Most of procedure is the same (send URI proposal to area director),
but the area director will then conduct review on that mailing list
(so archives of review are easily accessible).

This does not include URN namespaces: they are reviewed on
urn-names@ietf.org.  The URI scheme registration document should be
updated to reflect this change.

Roy will edit URI process document.

Martin: note that uri@w3.org is an IETF list that happens to be hosted
by W3C, and doesn't reflect W3C policy.

Additional info: The W3C URI coordination group has now been
chartered.

(4) Review other URI-related work needed
RFC1738 is mainly obsolete, but has the only definition of some URI
schemes, notably the 'file:' scheme. Other schemes which are defined
in 1738 from http://www.iana.org/assignments/uri-schemes include ftp:,
gopher:, news:, nntp:, wais:, telnet:, prospero:. Some of these can be
left behind, others redefined by other working groups (news:, nttp:),
and others updated independently.

Dan Kohn and Paul Hoffman volunteered to scope the work and take on
some or all of it.

Wrap-up:

Michael Mealling noted DDDS has ben published, and IANA name servers
have been set up to handle the zone uri.arpa. Larry asks Michael to
make it clear what this means can now be done.
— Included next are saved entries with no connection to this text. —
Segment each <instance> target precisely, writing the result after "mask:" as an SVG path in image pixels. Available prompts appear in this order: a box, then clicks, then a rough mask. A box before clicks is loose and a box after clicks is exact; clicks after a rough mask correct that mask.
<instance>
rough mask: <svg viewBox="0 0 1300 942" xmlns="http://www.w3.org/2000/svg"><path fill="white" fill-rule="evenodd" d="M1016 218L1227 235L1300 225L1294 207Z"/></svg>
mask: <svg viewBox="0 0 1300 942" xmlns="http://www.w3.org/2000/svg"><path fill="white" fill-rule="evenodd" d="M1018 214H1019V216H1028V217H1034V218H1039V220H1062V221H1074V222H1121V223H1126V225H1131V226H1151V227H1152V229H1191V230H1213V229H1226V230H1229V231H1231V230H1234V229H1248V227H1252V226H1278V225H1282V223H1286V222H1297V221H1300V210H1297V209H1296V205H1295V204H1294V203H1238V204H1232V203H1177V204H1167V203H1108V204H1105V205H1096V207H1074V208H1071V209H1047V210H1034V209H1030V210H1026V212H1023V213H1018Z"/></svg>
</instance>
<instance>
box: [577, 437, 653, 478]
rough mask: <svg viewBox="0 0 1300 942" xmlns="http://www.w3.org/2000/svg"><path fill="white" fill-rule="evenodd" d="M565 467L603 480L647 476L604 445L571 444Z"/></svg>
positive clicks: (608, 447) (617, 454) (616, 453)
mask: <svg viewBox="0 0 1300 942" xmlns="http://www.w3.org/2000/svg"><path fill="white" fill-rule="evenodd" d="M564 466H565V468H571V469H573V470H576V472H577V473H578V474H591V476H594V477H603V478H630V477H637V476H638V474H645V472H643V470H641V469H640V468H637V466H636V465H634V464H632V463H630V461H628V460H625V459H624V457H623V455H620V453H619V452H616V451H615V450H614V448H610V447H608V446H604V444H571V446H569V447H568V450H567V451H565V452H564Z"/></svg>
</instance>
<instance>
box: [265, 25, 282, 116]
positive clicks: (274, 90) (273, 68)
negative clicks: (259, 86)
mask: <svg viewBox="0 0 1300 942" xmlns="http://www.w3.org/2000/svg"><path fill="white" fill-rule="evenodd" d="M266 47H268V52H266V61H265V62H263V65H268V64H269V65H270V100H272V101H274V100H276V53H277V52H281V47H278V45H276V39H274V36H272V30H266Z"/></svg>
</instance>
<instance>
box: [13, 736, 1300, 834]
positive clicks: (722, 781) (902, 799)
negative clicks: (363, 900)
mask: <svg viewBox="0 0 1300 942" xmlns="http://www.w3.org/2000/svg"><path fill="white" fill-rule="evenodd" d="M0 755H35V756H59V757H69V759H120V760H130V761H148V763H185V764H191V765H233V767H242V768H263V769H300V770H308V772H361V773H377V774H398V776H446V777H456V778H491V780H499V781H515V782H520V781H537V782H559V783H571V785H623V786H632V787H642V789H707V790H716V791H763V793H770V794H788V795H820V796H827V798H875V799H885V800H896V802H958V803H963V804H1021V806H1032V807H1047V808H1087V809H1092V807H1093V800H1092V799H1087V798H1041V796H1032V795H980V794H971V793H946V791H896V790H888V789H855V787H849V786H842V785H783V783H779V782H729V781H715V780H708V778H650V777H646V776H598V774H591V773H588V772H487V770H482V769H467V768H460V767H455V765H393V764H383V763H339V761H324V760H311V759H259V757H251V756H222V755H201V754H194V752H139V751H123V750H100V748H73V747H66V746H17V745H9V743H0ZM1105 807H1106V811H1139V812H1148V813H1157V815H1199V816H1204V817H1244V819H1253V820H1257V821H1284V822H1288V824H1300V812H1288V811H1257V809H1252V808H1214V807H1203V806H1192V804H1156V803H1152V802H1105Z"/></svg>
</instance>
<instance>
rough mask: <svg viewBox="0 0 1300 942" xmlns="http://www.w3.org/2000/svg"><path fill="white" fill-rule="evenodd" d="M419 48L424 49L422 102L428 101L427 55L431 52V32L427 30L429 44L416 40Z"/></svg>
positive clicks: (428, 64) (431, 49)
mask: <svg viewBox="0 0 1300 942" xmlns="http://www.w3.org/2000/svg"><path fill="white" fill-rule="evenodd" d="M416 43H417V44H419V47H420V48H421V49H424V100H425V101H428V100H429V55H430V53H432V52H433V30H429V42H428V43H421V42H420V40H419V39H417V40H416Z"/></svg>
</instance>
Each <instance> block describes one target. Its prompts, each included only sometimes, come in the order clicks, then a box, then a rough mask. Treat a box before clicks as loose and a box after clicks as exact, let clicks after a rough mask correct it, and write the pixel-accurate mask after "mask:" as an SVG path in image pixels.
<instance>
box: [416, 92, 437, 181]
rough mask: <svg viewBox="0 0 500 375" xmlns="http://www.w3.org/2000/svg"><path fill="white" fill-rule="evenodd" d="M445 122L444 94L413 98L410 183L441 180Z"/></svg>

There was a comment that RFC2396bis had a dependency on RFC2234, which
is currently 'proposed standard', which might interfere with it moving
to full standard. The plan is that RFC2234 will go to BCP which will
solve the problem.

We noted that work was proceeding well without any formal working
groups established, and that we would continue as planned.

Received on Wednesday, 26 March 2003 17:14:36 UTC